My first inkling of how 'scary' Sabah can be to outsiders came during my third year in university. I had coursemates who quickly got married ... it was the first time I had ever heard of 'nikah gantung'. Apparently, they could get married but it was a sort of 'marriage on hold' (if such a thing exists..). What mattered was that they could get a marriage certificate that would help 'save' them from the jungles of Sabah and Sarawak.
Then, during the briefing I attended to receive my first posting, I found myself sitting next to a teacher who was posted to a school in the interior. When she asked if the school she had been posted to was far, the officer in charge gave a large guffaw and said that she'd only need to spend three hours on the buffalo. I wonder if he realized that we didn't laugh. Till today, I am still not sure whether he was serious or not.
However, bearing in mind that there ARE a few schools in Sabah which require survivor-style effort to reach, the majority are still not that remote. In most cases, there are roads or rivers that offer hope of reaching the schools. Heh heh.
I confess that my first posting was to La Salle Secondary School, five minutes from the airport, eight minutes to the city and nary a buffalo in sight. But even then, there are people who are unsure of just how 'city' the school is. I remember walking to the staffroom after one of my classes, to find suitcases and various boxes at the entrance. I knew five teachers were expected. But when I saw a table fan (!) with the MAS cargo label still hanging from it, I couldn't help but ask the teacher why she carried it all the way. She told me that her mother was worried there would be no electricity in Sabah. But then, I asked gently, what use would the table fan be if there were no electricity in Sabah? Hmmm.
So I haven't experienced any privations in the course of my work as a teacher. The most terrible experiences I have had involved walking to schools, laptop slung over my left shoulder and blazer over my right shoulder while trying to make sure I didn't step too close to the edge of the cliff or hill. There was some mud involved and slight heart palpitation... but it was a temporary thing as I was only visiting the schools in the course of my work as an ICT officer.
Yet another time during my years with La Salle, I saw a teacher lug in a bag of rice with the suitcases. I didn't bother to ask why. Perhaps family members were worried there would be nothing to eat in Sabah. Or perhaps it may be a DIFFERENT alien type of rice... oh, horrors!
And there was one instance when I noticed a teacher looking at the currency in my hands. I could only suppose that she was trying to see if we used the same. I feel that this is a reasonable assumption as my own mother has been asked where she changed her currency (she was attending a course in Penang.)
I always LOVED mentioning supermarkets to the newly-arrived... if only to see the abject relief on their faces.

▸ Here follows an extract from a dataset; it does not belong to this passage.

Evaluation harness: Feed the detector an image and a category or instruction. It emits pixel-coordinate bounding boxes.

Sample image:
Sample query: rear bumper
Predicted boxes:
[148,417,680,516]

And as recently as 2002, an ex-student of mine now working as an English teacher reported having to slog through knee-deep mud when her car broke down on the way to town. She had been posted to the Kalabakan area. She also said that she and her housemates bought generator electricity, which came and went as capriciously as a flibbertigibbet's mind. Well, at least she had a road. And a generator.
To be fair, I'd noticed how documentaries and stories about Sabah tended to focus on orang-utans, proboscis monkeys, verdant rainforest, marine wildlife, dive sites and the such. Can hardly blame people for thinking that that was all one would be able to find in Sabah. One West Malaysian teacher defended himself by saying that when he looked for information about Sabah (before departing for Kota Kinabalu), all he could find were nature coffee table books and history opuses that had great descriptions of headhunters. Armed with such knowledge, he probably fortified himself with a bagful of prayers and running shoes. Ha ha... just joking. Don't get mad, X... you know who you are.

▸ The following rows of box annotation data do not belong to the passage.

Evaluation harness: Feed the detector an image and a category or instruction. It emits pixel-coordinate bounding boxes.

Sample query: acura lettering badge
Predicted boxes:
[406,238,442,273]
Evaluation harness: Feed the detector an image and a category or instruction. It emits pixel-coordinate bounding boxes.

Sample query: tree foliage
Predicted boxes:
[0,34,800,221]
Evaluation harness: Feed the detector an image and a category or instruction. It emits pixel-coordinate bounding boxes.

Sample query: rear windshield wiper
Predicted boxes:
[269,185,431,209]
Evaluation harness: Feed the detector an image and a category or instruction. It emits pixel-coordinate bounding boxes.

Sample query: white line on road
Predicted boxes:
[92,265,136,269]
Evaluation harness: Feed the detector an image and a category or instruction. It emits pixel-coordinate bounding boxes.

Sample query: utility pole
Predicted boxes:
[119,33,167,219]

But on the whole, the teachers who were sent to the interior of Sabah have been quite open-minded and right-thinking about their travails. Susan used to tell me that on the last leg of her journey to her school, she'd begin with a white tee and blue jeans and ended up all red in colour (including her hair and skin!), thanks to the red clay dust of the logging track. Susan's lot in life has improved considerably... now she only needs to board a boat for a 15-minute ride to SMK Pulau Gaya, just off the Kota Kinabalu harbour. She no longer 'changes colour'... unless you count her bright yellow life jacket.
However, the tales I am telling belong to the early nineties. I think things are much better now, thanks to the Internet. There are enough pictures of Sabah's supermarkets and roads to gladden the most fearful heart.
But then again... just five years ago, my dad did give a lift to a UMS freshie and her father (they had just arrived from West Malaysia). When my dad drove into the parking lot of a supermarket, he noted the looks of relief on their faces. It seems that a supermarket is proof positive of an acceptable level of civilisation.
That said, it is also very common for people to fall in love with Sabah and they never leave... even after their tenure is over...:)
Maybe I should post a few pictures of Kota Kinabalu City here... as I do get a few visits from people who search for 'teacher sabah work'.